During the course of Jo-goo's failed attempts to find his lonely friend Yeo-ri a boyfriend, the pair start to develop feelings for each other. And though Jo-goo is sometimes scared witless himself, he loves Yeo-ri enough to overcome his fear. Joo-hee, consumed by jealousy, becomes a threat during the show, prompting Yeo-ri to head off to join her family in order to protect Jo-goo from herself and the ghost. Is getting away going to be that easy, or does Joo-hee have more tricks up her sleeves?

==Cast==
- Son Ye-jin - Kang Yeo-ri
- Lee Min-ki - Ma Jo-goo
- Park Chul-min - Pil-dong
- Kim Hyun-sook - Min-jung
- Lee Mi-do - Yoo-jin
- Yoon Ji-min - Sun-woo
- Lee Hyun-jin - Ki-woo
- Hwang Seung-eon - Lee Joo-hee
- Uhm Tae-goo - Magic show producer

==Box office==
The film sold 590,232 tickets during its opening weekend of December 9 to 11, and grossed in its first week of release. It received 1.6 million admissions after two weeks, 1.91 million by December 18, and more than 2.29 million by December 21. In total, the film had 3,009,356 admissions nationwide, with a gross of after six weeks of screening, making it the 7th top-grossing Korean film of 2011, and by far the most successful Korean romantic comedy in recent years.
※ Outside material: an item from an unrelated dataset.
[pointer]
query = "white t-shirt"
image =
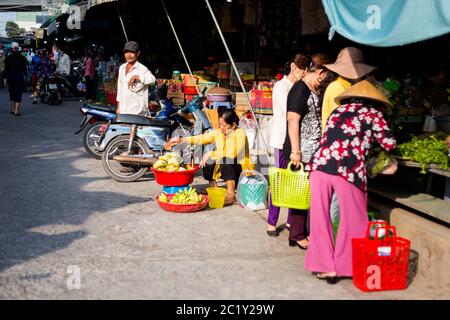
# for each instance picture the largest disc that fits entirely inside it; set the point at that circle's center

==Awards and nominations==

| Year | Award | Category | Recipient | Result |
|---|---|---|---|---|
| 2012 | 48th Baeksang Arts Awards | Best Actress | Son Ye-jin | Nominated |

==Adaptations==
=== Film adaptation ===
A Philippine adaptation of Spellbound was released on February 1, 2023 by Viva Films. The film stars Bela Padilla and Marco Gumabao.

=== Drama adaptation ===

A 2026 South Korean 12-episode drama adaptation titled Spooky in Love will be aired on tvN on July 18, 2026. Produced by CJ ENM, CJ ENM Studios, B.pic, and the original movie's production company Sangsang Film, the series stars Park Eun-bin, Yang Se-jong, and Ong Seong-wu.